A loading crane straddles a freight rail track at Transnet’s container handling terminal at City Deep inland port in Johannesburg. Picture: BLOOMBERG
A loading crane straddles a freight rail track at Transnet’s container handling terminal at City Deep inland port in Johannesburg. Picture: BLOOMBERG

Rail monopoly Transnet, whose CEO is under fire for his role in a questionable locomotives deal, has had to sweet-talk lenders holding R15.8bn of its debt after a qualified audit on its 2018 results triggered a credit default.

In its agreement with the lenders, a qualified audit gives lenders the right to call in those loans, immediately.

Despite SA’s sovereign downgrade to junk status by ratings agencies S&P Global and Fitch, Transnet, which also controls SA’s ports and fuel pipelines, has managed to keep a stand-alone investment-grade credit rating.
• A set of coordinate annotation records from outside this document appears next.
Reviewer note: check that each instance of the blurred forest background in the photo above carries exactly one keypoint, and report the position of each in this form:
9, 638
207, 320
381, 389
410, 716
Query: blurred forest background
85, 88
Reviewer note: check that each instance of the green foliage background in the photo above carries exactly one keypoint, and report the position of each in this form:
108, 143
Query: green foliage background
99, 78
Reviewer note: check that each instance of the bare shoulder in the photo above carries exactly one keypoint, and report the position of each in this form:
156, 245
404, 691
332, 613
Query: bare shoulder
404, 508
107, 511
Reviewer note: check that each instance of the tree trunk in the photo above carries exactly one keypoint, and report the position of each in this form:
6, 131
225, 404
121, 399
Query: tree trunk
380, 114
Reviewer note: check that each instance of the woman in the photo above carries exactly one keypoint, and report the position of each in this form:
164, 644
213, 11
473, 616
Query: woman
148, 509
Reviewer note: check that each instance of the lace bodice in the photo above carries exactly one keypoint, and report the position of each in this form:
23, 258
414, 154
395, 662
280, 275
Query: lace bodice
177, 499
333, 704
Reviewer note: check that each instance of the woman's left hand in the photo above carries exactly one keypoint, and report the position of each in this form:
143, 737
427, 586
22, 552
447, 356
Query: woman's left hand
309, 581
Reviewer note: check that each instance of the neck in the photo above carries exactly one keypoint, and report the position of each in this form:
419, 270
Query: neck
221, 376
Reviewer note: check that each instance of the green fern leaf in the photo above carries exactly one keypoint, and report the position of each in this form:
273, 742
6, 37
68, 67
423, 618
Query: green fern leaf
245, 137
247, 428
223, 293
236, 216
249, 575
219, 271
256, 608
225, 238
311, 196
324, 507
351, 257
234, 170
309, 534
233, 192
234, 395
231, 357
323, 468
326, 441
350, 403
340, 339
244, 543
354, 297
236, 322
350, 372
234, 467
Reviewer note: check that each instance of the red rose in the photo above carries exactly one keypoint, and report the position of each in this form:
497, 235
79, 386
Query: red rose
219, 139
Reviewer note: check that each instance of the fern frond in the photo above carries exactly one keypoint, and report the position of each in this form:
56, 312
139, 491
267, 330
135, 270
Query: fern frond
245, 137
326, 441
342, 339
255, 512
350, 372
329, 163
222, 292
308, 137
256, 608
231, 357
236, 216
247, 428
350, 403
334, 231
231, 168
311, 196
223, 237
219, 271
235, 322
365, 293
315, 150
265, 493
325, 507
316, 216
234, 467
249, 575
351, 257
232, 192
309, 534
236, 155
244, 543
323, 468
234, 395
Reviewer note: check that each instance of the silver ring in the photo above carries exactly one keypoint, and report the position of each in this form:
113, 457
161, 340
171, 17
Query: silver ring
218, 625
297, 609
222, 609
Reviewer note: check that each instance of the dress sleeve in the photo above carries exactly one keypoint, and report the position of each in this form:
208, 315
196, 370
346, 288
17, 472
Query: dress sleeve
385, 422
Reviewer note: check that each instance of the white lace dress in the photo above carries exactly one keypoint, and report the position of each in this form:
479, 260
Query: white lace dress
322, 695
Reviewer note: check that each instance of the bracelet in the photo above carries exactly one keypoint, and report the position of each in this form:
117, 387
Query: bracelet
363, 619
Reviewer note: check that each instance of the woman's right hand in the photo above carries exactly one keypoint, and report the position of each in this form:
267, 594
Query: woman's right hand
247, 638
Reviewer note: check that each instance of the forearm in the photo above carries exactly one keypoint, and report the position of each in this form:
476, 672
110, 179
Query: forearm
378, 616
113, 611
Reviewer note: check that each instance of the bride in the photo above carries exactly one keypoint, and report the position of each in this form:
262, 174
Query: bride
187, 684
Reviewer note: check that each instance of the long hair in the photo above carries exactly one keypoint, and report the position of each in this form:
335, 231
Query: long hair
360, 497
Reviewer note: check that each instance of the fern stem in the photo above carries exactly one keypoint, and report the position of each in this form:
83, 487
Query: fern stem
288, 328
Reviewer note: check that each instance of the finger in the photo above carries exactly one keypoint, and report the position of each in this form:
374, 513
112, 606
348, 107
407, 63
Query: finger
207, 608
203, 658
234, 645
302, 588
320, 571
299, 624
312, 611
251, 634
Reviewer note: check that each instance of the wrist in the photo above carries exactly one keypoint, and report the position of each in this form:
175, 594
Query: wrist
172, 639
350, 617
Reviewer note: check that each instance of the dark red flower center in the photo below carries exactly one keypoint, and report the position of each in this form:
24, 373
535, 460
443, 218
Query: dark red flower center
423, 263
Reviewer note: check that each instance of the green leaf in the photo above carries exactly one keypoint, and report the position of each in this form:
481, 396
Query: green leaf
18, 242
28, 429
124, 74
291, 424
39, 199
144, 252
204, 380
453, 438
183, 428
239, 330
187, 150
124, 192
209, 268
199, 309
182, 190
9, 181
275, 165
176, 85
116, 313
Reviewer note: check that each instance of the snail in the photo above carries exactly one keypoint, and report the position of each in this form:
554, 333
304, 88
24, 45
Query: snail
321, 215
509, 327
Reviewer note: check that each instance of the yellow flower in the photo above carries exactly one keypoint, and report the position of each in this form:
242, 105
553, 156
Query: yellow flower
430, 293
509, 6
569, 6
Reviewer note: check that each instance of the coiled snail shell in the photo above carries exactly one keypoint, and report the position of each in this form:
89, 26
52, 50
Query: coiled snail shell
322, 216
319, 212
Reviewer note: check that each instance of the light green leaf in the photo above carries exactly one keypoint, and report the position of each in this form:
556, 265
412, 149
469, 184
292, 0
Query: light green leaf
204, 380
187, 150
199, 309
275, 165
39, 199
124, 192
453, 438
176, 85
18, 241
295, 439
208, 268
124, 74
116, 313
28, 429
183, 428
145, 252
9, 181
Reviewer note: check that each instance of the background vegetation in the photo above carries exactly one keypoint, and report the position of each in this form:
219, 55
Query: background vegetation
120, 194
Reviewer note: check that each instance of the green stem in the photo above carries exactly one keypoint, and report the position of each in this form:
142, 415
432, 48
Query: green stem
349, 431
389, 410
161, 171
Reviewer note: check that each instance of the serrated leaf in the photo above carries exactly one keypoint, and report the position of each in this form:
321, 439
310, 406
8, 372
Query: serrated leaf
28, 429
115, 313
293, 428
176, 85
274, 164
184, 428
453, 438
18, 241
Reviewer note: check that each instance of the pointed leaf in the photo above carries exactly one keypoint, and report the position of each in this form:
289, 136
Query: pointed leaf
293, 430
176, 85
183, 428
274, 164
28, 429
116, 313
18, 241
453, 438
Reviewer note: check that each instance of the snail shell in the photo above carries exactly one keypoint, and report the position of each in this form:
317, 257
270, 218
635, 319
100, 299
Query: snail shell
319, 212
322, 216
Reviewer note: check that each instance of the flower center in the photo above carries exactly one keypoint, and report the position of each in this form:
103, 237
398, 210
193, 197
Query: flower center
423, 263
But it needs to maintain a good relationship with its lenders if it is to complete a planned R164bn investment programme over the next five years.

Transnet’s former CEO Brian Molefe and former CFO Anoj Singh have been deeply implicated in corrupt deals with the Gupta family, and the state-owned entity said it had uncovered R8.1bn in irregular expenditure going back to 2005 — R800m of that incurred in the past financial year to end-March.
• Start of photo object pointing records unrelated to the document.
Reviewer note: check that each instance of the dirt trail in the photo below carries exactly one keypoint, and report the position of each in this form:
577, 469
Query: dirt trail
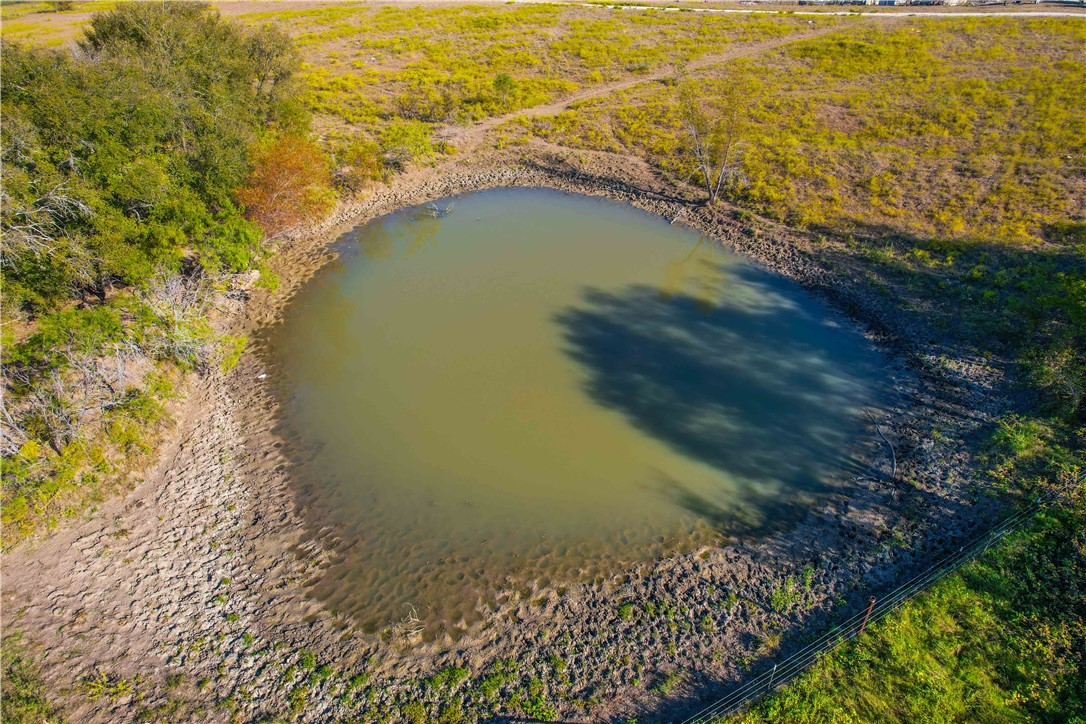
471, 137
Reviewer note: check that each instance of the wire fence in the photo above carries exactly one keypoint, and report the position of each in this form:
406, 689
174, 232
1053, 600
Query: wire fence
784, 671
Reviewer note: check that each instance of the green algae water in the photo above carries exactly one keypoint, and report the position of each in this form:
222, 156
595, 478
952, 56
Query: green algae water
537, 386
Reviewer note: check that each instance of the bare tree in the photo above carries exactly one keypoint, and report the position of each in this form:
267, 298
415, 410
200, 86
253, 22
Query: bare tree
715, 124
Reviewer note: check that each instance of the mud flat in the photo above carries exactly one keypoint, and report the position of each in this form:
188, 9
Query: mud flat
190, 594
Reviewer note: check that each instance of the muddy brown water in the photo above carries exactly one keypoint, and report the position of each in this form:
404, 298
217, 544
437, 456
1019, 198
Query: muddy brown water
520, 386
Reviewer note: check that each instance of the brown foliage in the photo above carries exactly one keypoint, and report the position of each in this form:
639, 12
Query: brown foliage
289, 183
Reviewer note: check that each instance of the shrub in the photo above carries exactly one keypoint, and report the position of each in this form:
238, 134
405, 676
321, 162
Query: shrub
289, 183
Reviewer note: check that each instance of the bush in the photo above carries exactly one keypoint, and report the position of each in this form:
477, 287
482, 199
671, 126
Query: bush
290, 183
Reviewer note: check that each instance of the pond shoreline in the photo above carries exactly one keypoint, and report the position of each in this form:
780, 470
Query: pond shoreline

The spending related to the “deterioration of key supply chain controls”, Transnet said.

But CEO Siyabonga Gama, who is fighting for his life at the company after being served with a suspension notice last week, said Transnet’s engagements with its backers had been “positive” and that “to date, none of the lenders have indicated they would be pulling any of their credit lines”, citing Transnet’s positive cash flow.

To the surprise of some, Gama, who took home R8.1m in guaranteed pay and a further R7.5m in short-and long-term incentives in 2018, presented Transnet’s financial results on Monday — the deadline set by the board for him to give reasons why he should not be suspended.
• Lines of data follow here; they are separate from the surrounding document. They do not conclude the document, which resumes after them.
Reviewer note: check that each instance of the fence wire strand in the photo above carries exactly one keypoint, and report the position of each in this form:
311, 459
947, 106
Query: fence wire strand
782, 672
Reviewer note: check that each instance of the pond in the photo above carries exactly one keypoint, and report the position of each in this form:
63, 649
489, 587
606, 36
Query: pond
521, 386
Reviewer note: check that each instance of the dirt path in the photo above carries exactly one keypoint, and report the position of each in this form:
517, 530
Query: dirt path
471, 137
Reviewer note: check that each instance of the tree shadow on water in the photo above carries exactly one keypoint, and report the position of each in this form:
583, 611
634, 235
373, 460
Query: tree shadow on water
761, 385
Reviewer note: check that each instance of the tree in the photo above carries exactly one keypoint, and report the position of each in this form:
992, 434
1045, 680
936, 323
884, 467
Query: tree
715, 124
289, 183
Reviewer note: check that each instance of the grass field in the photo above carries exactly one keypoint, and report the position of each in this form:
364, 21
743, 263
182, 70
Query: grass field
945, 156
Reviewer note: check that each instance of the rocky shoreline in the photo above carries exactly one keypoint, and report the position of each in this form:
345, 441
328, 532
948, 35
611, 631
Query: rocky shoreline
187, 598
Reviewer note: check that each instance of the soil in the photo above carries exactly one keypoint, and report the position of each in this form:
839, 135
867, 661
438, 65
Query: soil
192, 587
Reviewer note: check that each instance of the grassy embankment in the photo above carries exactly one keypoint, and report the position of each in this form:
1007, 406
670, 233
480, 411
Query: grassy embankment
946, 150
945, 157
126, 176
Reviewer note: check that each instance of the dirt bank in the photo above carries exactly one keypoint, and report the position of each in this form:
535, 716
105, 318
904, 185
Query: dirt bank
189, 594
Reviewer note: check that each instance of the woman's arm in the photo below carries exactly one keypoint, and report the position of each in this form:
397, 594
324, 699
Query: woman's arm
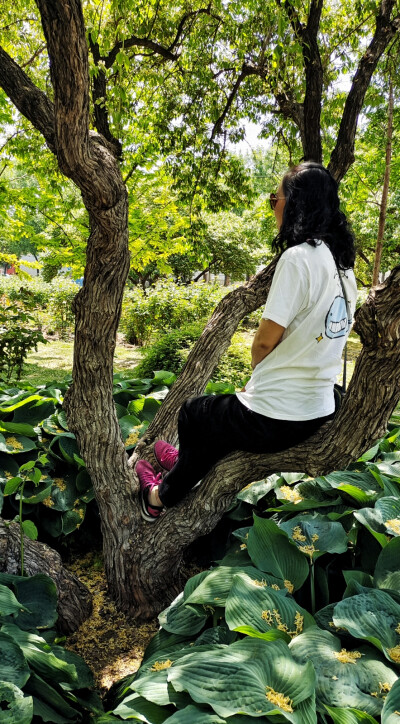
267, 337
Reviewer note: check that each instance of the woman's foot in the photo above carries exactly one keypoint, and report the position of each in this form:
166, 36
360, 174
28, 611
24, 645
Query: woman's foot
165, 454
150, 503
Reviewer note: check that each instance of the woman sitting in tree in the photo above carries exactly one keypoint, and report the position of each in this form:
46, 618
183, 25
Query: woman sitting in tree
296, 352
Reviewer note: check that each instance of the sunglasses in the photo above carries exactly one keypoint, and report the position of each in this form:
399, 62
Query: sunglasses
273, 200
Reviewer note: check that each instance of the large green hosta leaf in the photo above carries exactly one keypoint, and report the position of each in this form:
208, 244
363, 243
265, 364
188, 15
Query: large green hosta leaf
43, 661
15, 707
359, 484
264, 609
8, 602
389, 510
136, 707
38, 596
49, 703
215, 587
201, 715
348, 679
13, 667
391, 707
271, 551
387, 569
372, 615
315, 534
14, 444
252, 677
152, 682
350, 716
195, 715
185, 619
253, 492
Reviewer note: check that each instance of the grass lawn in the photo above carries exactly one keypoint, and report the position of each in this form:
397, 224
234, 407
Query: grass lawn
53, 361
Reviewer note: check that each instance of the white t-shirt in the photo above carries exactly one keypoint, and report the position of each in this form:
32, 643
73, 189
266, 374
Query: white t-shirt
295, 381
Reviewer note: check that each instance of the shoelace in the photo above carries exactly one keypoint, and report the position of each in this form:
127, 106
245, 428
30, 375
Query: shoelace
169, 457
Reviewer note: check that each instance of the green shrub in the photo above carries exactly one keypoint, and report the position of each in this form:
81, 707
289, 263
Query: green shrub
18, 334
166, 307
51, 302
170, 351
62, 294
235, 365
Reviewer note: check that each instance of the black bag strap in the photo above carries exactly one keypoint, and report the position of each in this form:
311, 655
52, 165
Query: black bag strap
349, 320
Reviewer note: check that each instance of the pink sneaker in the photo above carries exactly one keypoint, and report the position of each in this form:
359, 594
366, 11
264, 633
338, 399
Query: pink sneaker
147, 481
165, 454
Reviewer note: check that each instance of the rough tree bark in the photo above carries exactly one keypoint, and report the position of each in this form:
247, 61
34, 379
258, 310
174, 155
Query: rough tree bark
142, 561
74, 599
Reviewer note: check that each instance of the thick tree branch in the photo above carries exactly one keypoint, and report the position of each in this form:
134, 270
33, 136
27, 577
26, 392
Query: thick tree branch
64, 31
244, 73
30, 101
99, 98
191, 15
306, 115
135, 41
314, 83
385, 29
165, 52
297, 25
289, 108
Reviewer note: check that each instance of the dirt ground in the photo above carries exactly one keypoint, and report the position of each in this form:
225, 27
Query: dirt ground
111, 644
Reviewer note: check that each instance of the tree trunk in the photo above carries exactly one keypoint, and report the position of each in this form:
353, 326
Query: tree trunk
385, 190
74, 599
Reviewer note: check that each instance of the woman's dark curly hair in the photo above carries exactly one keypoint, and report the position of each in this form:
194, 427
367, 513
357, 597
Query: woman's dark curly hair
312, 212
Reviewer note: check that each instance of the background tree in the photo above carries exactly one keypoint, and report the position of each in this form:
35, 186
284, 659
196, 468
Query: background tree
203, 68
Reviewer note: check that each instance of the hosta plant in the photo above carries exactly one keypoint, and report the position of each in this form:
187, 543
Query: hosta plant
299, 622
40, 680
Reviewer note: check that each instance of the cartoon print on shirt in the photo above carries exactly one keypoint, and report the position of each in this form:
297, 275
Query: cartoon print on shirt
336, 322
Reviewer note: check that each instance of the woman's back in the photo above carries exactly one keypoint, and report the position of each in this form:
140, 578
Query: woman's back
295, 381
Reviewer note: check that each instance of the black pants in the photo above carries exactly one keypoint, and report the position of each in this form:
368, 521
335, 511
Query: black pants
211, 427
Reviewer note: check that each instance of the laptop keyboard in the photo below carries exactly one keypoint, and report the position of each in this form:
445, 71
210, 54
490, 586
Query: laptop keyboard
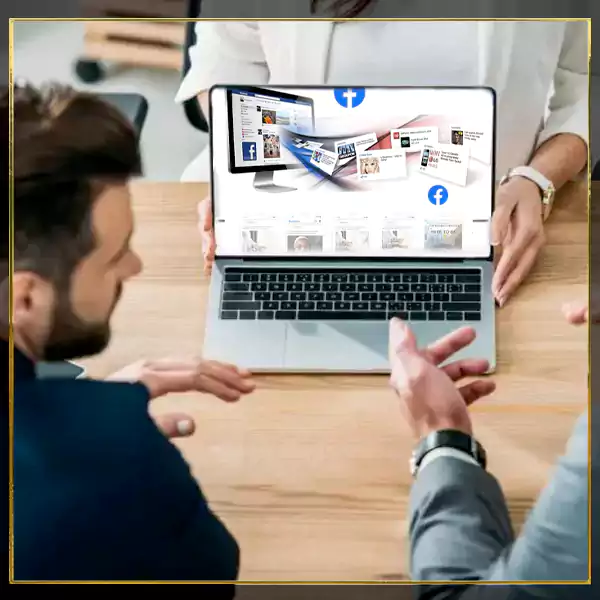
354, 295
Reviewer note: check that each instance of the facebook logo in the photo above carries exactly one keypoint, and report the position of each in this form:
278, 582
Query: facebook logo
248, 150
437, 195
349, 97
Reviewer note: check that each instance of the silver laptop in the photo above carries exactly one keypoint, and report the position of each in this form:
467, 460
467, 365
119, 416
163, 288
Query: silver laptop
336, 209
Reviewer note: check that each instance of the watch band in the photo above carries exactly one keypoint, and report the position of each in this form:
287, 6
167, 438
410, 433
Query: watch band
448, 438
546, 187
In its results, Transnet admitted there had been “lapses” in “financial discipline” and that overall corporate governance was “inadequate”. It said procurement issues had knocked its ability to attract investment.

“A corrective plan has been defined and it will be presented to the board for their approval and we have got a number of initiatives and processes that will be in place,” acting CFO Mohammed Mahomedy told Bloomberg.

Chief procurement officer Thamsanqa Jiyane and supply chain manager Lindiwe Mdletshe were also served with suspension notices. A 2017 probe by law firm Werksmans found that Gama, Molefe and various Gupta associates could have breached the Public Finance Management Act in relation to the purchase of 1,064 locomotives from General Electric, Bombardier Transport, China South Rail and China North Rail.

In the year to end-March, Transnet’s loans stood at R122.5bn, with gearing — which measures the extent to which the company’s activities are funded by its own funds relative to debt — of 43.4%.

Still, cash flows from operating activities slid 8.5% to R22.9bn and it ended the year with total cash of R4.4bn — a drop of almost 32%.

Revenue for the year grew 11.3% to R72.9bn, notwithstanding that the biggest contributors to its freight rail posted single-digit volume growth. General freight volumes were up 3.1%, railed export coal grew 4.3% and automotiove and container volumes were up 6.5%. Earnings before interest, tax, depreciation and amortisation rose 18% to R32.5bn.